I've read that the service is actually something like a 24 channel hotel setup (i.e. there's not a receiver in every seat, just 24 receivers each tuned into one channel with modulated output)
The dish is likely in a bubble controlled by a gyro and GPS for continious, accurate positioning, (like RV system) as I do not think a phased array antenna was commercially available until last year (bunch of signal mirrors on a flat surface), and jetblue I think has been around longer.


----------



## bigrick (Oct 21, 2003)

there are not 24 receivers! There are 2 receivers. The two Multi-channel Receiver Modulators (MRM) act as tuners, among other things, and each handles twelve channels of the service. read more here. http://www.airfax.com/airfax/features/viewstory.asp?filepath=feb2004\livetv.htm


----------



## RAD (Aug 5, 2002)

How do they keep the phone line connected??? :sure:


----------



## Strong (Jul 30, 2003)

bigrick said:


> there are not 24 receivers!
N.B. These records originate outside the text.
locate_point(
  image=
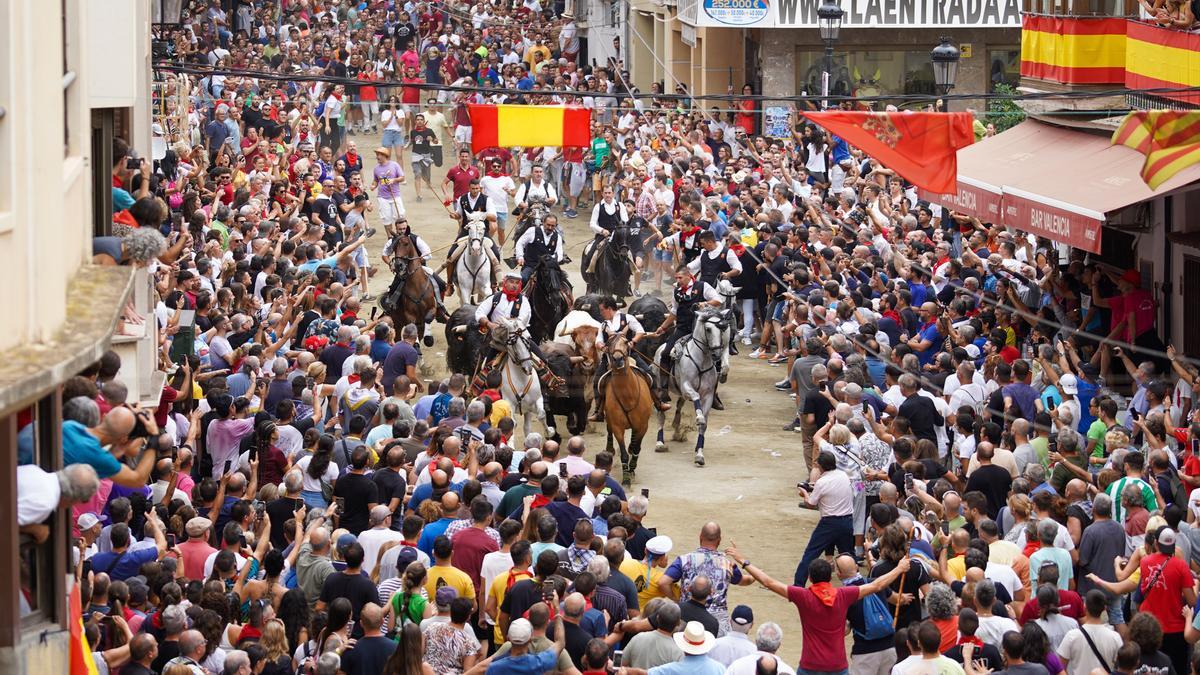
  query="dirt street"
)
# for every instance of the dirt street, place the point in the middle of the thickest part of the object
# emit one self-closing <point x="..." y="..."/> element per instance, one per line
<point x="749" y="482"/>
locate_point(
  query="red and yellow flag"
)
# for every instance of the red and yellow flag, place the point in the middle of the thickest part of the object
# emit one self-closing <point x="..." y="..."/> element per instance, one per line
<point x="921" y="147"/>
<point x="529" y="126"/>
<point x="82" y="663"/>
<point x="1170" y="139"/>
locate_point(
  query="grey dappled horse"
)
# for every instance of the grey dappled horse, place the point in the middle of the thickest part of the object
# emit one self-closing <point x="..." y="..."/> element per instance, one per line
<point x="520" y="384"/>
<point x="696" y="370"/>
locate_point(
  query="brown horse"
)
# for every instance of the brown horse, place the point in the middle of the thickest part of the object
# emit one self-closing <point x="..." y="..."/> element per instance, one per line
<point x="628" y="405"/>
<point x="412" y="297"/>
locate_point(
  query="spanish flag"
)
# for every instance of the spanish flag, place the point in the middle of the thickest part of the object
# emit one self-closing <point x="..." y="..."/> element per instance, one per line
<point x="82" y="662"/>
<point x="1170" y="139"/>
<point x="529" y="126"/>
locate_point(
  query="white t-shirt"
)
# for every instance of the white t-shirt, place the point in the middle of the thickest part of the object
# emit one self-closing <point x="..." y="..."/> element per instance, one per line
<point x="496" y="187"/>
<point x="313" y="484"/>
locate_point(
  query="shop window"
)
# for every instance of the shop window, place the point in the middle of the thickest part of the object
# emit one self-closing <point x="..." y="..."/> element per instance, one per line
<point x="867" y="72"/>
<point x="1005" y="67"/>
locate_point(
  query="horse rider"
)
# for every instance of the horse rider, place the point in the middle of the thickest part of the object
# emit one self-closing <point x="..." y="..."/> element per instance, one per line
<point x="508" y="303"/>
<point x="606" y="216"/>
<point x="401" y="231"/>
<point x="717" y="261"/>
<point x="535" y="189"/>
<point x="472" y="205"/>
<point x="685" y="239"/>
<point x="689" y="294"/>
<point x="617" y="323"/>
<point x="538" y="242"/>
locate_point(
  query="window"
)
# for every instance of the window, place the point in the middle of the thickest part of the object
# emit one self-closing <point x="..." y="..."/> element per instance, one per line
<point x="1005" y="67"/>
<point x="867" y="72"/>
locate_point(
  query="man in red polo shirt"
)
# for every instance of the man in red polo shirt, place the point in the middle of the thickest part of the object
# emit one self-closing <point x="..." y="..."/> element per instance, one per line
<point x="461" y="174"/>
<point x="822" y="608"/>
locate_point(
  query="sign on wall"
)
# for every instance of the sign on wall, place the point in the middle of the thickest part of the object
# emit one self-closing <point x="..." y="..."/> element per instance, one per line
<point x="862" y="13"/>
<point x="777" y="121"/>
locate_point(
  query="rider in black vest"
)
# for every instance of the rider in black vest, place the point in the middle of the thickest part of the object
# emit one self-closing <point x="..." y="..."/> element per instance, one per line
<point x="535" y="243"/>
<point x="473" y="202"/>
<point x="689" y="293"/>
<point x="625" y="324"/>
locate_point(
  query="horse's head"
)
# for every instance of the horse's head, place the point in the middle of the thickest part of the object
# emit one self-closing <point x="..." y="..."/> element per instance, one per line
<point x="405" y="255"/>
<point x="618" y="352"/>
<point x="711" y="326"/>
<point x="477" y="231"/>
<point x="509" y="335"/>
<point x="619" y="240"/>
<point x="550" y="274"/>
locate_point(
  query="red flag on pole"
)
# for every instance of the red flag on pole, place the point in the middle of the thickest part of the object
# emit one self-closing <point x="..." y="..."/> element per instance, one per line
<point x="921" y="147"/>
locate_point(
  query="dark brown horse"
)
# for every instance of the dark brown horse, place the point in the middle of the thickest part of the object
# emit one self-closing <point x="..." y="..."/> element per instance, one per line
<point x="412" y="297"/>
<point x="628" y="405"/>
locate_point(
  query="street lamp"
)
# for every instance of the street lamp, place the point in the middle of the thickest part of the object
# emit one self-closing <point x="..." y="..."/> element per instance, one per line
<point x="829" y="16"/>
<point x="946" y="66"/>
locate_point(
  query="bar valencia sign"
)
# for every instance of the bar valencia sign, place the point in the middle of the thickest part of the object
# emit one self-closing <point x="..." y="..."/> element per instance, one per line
<point x="862" y="13"/>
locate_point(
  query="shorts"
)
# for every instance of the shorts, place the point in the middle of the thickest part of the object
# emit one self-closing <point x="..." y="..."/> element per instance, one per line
<point x="393" y="138"/>
<point x="423" y="166"/>
<point x="390" y="210"/>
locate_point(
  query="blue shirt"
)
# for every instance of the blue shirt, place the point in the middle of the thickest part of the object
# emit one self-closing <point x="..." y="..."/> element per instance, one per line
<point x="690" y="664"/>
<point x="81" y="447"/>
<point x="935" y="344"/>
<point x="127" y="566"/>
<point x="525" y="664"/>
<point x="432" y="531"/>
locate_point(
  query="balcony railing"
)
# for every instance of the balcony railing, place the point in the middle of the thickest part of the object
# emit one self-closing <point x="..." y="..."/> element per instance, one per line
<point x="1108" y="9"/>
<point x="1103" y="52"/>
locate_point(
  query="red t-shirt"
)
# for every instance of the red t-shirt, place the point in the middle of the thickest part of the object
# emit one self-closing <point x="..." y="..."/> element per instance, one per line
<point x="461" y="178"/>
<point x="823" y="627"/>
<point x="1165" y="598"/>
<point x="411" y="95"/>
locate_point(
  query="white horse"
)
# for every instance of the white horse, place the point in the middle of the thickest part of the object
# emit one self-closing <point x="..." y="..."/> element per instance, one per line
<point x="474" y="267"/>
<point x="697" y="366"/>
<point x="520" y="384"/>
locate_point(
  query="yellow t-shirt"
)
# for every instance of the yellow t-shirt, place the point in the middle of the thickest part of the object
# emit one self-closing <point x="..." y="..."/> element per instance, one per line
<point x="499" y="589"/>
<point x="445" y="575"/>
<point x="647" y="589"/>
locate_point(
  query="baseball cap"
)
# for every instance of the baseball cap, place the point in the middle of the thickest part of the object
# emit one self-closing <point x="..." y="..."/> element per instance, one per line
<point x="1069" y="384"/>
<point x="742" y="615"/>
<point x="197" y="526"/>
<point x="520" y="631"/>
<point x="1167" y="537"/>
<point x="345" y="542"/>
<point x="444" y="596"/>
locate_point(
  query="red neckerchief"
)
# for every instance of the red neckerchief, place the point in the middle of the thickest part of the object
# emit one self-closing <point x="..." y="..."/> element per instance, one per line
<point x="971" y="640"/>
<point x="515" y="575"/>
<point x="825" y="592"/>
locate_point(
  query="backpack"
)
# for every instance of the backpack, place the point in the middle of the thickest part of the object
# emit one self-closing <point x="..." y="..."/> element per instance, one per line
<point x="876" y="620"/>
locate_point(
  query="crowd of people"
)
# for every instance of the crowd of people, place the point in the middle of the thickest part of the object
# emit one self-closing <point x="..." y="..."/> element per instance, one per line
<point x="1001" y="451"/>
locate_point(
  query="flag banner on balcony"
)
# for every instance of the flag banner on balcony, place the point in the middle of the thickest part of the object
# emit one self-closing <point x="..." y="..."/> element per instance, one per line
<point x="1159" y="58"/>
<point x="1170" y="139"/>
<point x="82" y="662"/>
<point x="921" y="147"/>
<point x="1073" y="49"/>
<point x="529" y="126"/>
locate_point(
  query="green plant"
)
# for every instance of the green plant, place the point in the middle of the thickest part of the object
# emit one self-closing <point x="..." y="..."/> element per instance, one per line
<point x="1002" y="111"/>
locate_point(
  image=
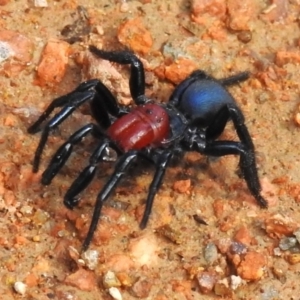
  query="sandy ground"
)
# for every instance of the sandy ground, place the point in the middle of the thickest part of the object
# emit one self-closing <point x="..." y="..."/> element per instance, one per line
<point x="241" y="251"/>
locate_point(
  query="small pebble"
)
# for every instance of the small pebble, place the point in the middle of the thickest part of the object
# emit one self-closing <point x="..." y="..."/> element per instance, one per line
<point x="20" y="287"/>
<point x="40" y="3"/>
<point x="91" y="258"/>
<point x="287" y="242"/>
<point x="236" y="281"/>
<point x="297" y="232"/>
<point x="211" y="253"/>
<point x="115" y="293"/>
<point x="5" y="51"/>
<point x="124" y="7"/>
<point x="110" y="280"/>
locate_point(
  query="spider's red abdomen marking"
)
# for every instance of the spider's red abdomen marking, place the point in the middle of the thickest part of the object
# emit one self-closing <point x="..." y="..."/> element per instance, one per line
<point x="145" y="125"/>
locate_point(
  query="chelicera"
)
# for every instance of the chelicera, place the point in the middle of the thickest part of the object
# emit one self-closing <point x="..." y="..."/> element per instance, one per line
<point x="192" y="120"/>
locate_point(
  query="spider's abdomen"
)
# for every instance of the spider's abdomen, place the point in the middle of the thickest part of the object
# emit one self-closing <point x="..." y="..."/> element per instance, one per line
<point x="143" y="126"/>
<point x="202" y="100"/>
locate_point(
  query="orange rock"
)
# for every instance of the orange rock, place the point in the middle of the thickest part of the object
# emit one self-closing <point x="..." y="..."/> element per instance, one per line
<point x="141" y="288"/>
<point x="182" y="186"/>
<point x="243" y="236"/>
<point x="134" y="35"/>
<point x="119" y="263"/>
<point x="179" y="70"/>
<point x="252" y="266"/>
<point x="53" y="63"/>
<point x="240" y="13"/>
<point x="82" y="279"/>
<point x="22" y="47"/>
<point x="4" y="2"/>
<point x="219" y="208"/>
<point x="215" y="8"/>
<point x="31" y="280"/>
<point x="284" y="57"/>
<point x="18" y="47"/>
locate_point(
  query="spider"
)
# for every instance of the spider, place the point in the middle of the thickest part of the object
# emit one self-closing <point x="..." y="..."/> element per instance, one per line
<point x="195" y="116"/>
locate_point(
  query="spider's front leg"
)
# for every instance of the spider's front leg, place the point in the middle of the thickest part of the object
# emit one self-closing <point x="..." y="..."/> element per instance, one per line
<point x="161" y="163"/>
<point x="103" y="106"/>
<point x="73" y="101"/>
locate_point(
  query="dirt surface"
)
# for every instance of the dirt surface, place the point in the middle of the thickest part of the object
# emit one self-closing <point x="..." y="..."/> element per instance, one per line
<point x="207" y="238"/>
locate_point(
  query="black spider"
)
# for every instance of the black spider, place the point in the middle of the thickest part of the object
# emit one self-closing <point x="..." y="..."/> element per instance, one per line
<point x="192" y="120"/>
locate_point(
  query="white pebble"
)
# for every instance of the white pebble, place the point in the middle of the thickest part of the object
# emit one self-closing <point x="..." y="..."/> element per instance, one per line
<point x="115" y="293"/>
<point x="20" y="287"/>
<point x="40" y="3"/>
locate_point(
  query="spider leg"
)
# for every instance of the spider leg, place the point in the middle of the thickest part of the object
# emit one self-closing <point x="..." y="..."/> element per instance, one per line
<point x="121" y="167"/>
<point x="137" y="77"/>
<point x="59" y="102"/>
<point x="162" y="163"/>
<point x="74" y="100"/>
<point x="62" y="154"/>
<point x="247" y="164"/>
<point x="87" y="175"/>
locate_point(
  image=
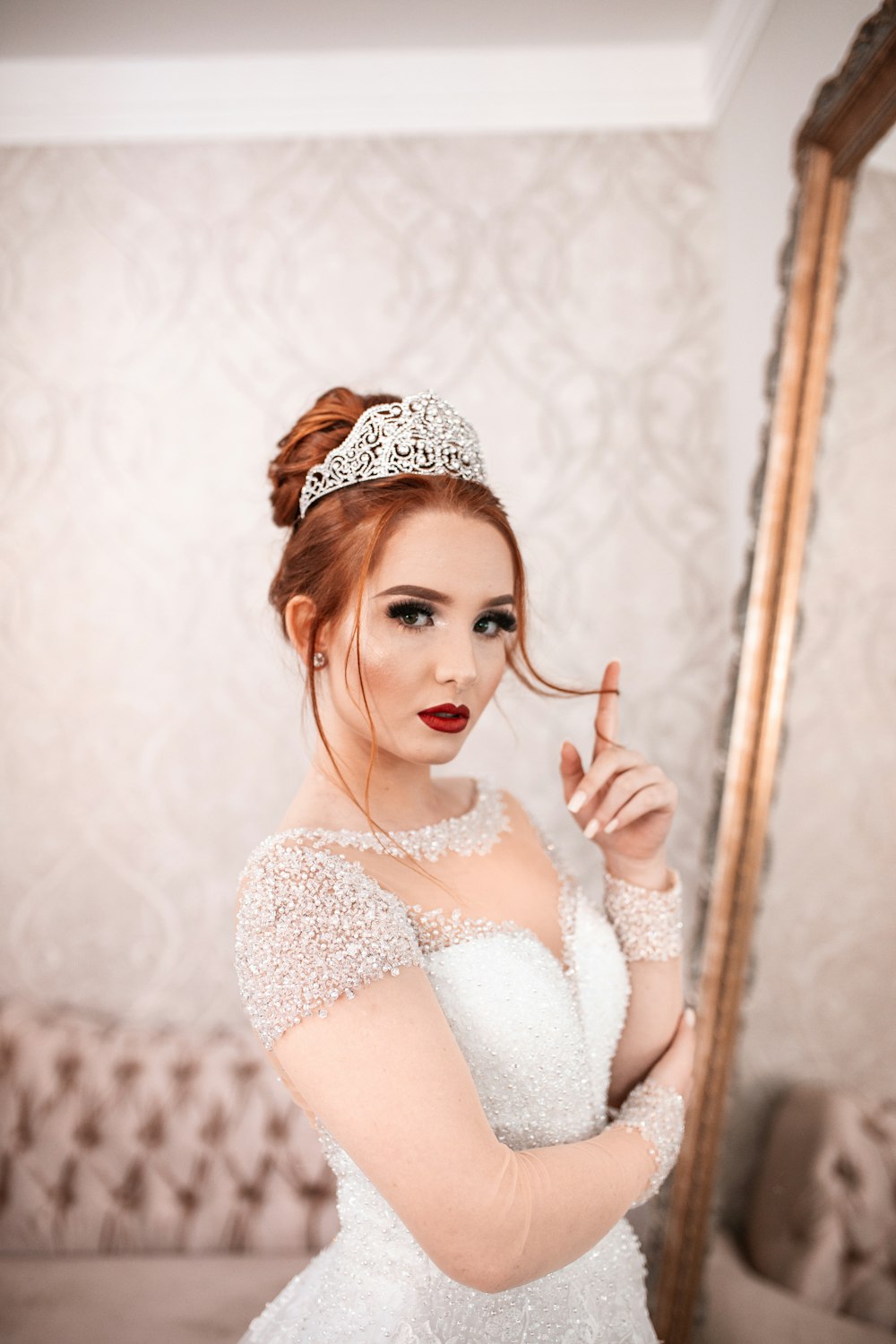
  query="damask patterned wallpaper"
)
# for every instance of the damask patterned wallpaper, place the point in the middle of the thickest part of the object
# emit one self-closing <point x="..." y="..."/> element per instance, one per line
<point x="169" y="311"/>
<point x="823" y="997"/>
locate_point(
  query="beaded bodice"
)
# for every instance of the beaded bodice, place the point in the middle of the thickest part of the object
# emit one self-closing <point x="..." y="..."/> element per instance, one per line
<point x="538" y="1034"/>
<point x="471" y="832"/>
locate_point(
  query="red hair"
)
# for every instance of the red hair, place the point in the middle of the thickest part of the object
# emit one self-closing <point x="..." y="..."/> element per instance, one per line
<point x="332" y="550"/>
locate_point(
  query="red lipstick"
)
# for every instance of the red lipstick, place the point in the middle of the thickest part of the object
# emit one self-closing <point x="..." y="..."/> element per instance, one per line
<point x="445" y="718"/>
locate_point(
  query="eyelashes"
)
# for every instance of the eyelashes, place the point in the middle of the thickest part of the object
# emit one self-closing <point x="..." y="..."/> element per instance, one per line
<point x="405" y="612"/>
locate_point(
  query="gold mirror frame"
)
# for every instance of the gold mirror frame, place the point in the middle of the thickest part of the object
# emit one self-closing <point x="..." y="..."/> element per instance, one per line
<point x="850" y="113"/>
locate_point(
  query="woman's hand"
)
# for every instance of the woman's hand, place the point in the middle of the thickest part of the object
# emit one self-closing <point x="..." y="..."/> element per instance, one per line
<point x="621" y="801"/>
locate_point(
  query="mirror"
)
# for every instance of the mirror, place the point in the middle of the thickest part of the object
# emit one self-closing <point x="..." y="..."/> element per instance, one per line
<point x="802" y="830"/>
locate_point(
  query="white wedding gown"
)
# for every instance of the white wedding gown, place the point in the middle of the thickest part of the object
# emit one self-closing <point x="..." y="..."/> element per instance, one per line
<point x="538" y="1037"/>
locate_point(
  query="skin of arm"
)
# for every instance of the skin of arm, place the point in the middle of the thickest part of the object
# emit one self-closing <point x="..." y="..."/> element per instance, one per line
<point x="656" y="1002"/>
<point x="386" y="1077"/>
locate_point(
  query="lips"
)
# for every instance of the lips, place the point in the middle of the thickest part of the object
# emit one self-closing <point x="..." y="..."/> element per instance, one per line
<point x="445" y="718"/>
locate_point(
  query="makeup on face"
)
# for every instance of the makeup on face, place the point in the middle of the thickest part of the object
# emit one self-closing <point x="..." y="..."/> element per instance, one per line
<point x="433" y="652"/>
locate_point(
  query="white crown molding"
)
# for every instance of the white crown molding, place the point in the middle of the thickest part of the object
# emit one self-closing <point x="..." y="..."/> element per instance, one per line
<point x="354" y="93"/>
<point x="734" y="31"/>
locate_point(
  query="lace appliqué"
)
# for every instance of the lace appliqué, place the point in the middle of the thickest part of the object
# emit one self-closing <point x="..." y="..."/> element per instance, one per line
<point x="648" y="922"/>
<point x="311" y="927"/>
<point x="473" y="832"/>
<point x="657" y="1112"/>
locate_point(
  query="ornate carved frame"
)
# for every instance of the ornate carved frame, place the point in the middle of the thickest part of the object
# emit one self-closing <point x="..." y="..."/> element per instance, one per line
<point x="852" y="112"/>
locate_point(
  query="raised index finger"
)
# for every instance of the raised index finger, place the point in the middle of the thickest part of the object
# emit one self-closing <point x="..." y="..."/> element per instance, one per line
<point x="606" y="720"/>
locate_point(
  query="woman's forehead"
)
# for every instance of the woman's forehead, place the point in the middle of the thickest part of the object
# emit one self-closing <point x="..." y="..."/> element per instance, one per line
<point x="435" y="548"/>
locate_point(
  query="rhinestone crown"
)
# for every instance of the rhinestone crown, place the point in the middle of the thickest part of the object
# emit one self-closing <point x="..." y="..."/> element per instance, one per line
<point x="421" y="435"/>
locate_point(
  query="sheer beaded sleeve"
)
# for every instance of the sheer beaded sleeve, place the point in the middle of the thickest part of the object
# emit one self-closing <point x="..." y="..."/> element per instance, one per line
<point x="311" y="927"/>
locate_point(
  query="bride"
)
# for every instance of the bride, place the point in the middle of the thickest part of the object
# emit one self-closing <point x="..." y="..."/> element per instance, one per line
<point x="495" y="1058"/>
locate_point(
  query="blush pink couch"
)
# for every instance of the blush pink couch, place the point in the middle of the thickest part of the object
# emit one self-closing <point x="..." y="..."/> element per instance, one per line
<point x="818" y="1257"/>
<point x="156" y="1185"/>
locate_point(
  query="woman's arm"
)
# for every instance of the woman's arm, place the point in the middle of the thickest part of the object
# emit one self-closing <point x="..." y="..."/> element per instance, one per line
<point x="657" y="997"/>
<point x="335" y="984"/>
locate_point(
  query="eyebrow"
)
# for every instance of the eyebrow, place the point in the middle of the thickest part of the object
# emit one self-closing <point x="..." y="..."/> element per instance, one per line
<point x="413" y="590"/>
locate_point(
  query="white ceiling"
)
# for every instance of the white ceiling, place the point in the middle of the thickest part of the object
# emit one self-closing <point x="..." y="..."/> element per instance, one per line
<point x="53" y="29"/>
<point x="124" y="70"/>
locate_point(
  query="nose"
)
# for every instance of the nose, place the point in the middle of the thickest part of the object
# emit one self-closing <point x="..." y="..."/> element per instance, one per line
<point x="455" y="664"/>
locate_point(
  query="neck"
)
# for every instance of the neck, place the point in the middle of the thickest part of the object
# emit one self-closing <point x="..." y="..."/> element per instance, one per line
<point x="403" y="795"/>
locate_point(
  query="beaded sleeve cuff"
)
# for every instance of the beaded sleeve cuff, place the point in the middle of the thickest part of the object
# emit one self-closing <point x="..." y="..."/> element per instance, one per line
<point x="657" y="1112"/>
<point x="648" y="924"/>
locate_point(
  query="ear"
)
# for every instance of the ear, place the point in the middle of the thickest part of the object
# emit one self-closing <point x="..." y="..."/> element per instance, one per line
<point x="298" y="616"/>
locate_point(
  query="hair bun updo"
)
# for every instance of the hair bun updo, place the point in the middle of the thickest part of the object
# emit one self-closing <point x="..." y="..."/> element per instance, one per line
<point x="308" y="443"/>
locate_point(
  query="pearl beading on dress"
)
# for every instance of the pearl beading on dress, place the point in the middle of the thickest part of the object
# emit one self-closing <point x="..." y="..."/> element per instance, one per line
<point x="473" y="832"/>
<point x="538" y="1047"/>
<point x="656" y="1110"/>
<point x="648" y="922"/>
<point x="312" y="926"/>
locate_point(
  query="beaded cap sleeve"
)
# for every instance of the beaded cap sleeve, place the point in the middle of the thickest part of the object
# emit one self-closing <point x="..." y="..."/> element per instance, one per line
<point x="311" y="927"/>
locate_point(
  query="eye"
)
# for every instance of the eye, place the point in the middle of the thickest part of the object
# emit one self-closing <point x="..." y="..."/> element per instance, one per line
<point x="409" y="615"/>
<point x="497" y="620"/>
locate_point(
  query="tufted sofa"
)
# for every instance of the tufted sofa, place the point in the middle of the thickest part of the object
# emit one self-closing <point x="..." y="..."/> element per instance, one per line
<point x="818" y="1255"/>
<point x="155" y="1183"/>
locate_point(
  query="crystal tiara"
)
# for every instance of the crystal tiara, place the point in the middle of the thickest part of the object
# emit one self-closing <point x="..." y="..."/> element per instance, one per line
<point x="421" y="435"/>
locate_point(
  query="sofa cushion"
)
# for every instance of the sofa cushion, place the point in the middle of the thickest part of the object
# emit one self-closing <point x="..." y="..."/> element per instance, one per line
<point x="151" y="1139"/>
<point x="821" y="1217"/>
<point x="137" y="1298"/>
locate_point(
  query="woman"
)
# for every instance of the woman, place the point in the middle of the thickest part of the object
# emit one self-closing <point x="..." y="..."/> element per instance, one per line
<point x="457" y="1016"/>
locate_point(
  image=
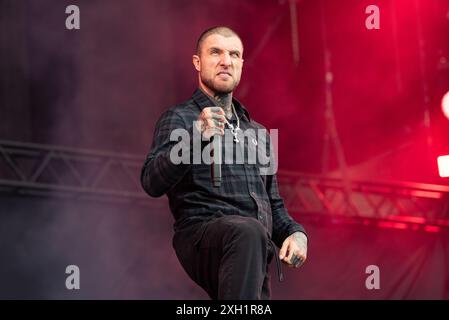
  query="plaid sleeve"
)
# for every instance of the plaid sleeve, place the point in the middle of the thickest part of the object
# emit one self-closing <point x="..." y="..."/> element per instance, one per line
<point x="159" y="173"/>
<point x="283" y="224"/>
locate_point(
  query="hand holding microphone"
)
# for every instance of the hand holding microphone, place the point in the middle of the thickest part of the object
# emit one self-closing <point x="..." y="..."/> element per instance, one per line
<point x="211" y="122"/>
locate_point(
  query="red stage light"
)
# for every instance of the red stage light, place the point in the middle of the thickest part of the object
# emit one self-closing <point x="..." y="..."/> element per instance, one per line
<point x="443" y="166"/>
<point x="445" y="104"/>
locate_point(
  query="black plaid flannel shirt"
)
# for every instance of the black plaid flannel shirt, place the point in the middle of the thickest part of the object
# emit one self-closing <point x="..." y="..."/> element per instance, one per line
<point x="192" y="197"/>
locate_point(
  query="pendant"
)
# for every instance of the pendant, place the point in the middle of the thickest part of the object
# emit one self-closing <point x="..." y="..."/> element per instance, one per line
<point x="234" y="132"/>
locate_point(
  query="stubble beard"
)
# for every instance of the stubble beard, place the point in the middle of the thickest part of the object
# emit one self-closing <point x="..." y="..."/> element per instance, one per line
<point x="220" y="90"/>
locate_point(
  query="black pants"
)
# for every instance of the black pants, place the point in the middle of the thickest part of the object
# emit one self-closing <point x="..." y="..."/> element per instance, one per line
<point x="227" y="256"/>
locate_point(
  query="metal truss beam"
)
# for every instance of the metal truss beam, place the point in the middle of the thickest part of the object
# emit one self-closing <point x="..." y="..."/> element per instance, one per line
<point x="44" y="170"/>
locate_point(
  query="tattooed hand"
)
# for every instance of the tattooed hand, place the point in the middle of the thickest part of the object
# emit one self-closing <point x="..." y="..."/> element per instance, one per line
<point x="294" y="250"/>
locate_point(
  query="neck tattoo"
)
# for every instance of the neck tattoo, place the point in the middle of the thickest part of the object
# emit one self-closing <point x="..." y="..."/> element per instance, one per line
<point x="225" y="101"/>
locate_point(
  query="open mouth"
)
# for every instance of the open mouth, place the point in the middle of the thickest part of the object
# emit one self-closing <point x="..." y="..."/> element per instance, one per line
<point x="224" y="75"/>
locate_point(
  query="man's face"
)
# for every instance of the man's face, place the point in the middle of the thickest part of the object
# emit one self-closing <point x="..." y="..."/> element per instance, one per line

There are 2 receivers. The two Multi-channel Receiver Modulators (MRM) act as tuners, among other things, and each handles twelve channels of the service. read more here. http://www.airfax.com/airfax/features/viewstory.asp?filepath=feb2004%5Clivetv.htm


Thanks for the link. It was exactly what I was looking for.


----------



## cdru (Dec 4, 2003)

RAD said:


> How do they keep the phone line connected??? :sure:


Really long wire? A cell phone that is suppose to be turned off during flight?


----------



## JM Anthony (Nov 16, 2003)

bigrick said:


> there are not 24 receivers! There are 2 receivers. The two Multi-channel Receiver Modulators (MRM) act as tuners, among other things, and each handles twelve channels of the service. read more here.  http://www.airfax.com/airfax/features/viewstory.asp?filepath=feb2004\livetv.htm


Rick - thanks for the link. This was a fascinating read.


----------



## jegrant (Mar 24, 2002)

RAD said:


> How do they keep the phone line connected??? :sure:


Haven't you ever heard of Verizon AirFone? 
(formerly GTE AirFone)

Only $4 to connect :eek2: and $4 a minute :eek2: , unless you're a Verizon Wireless customer ($0.69/minute).


----------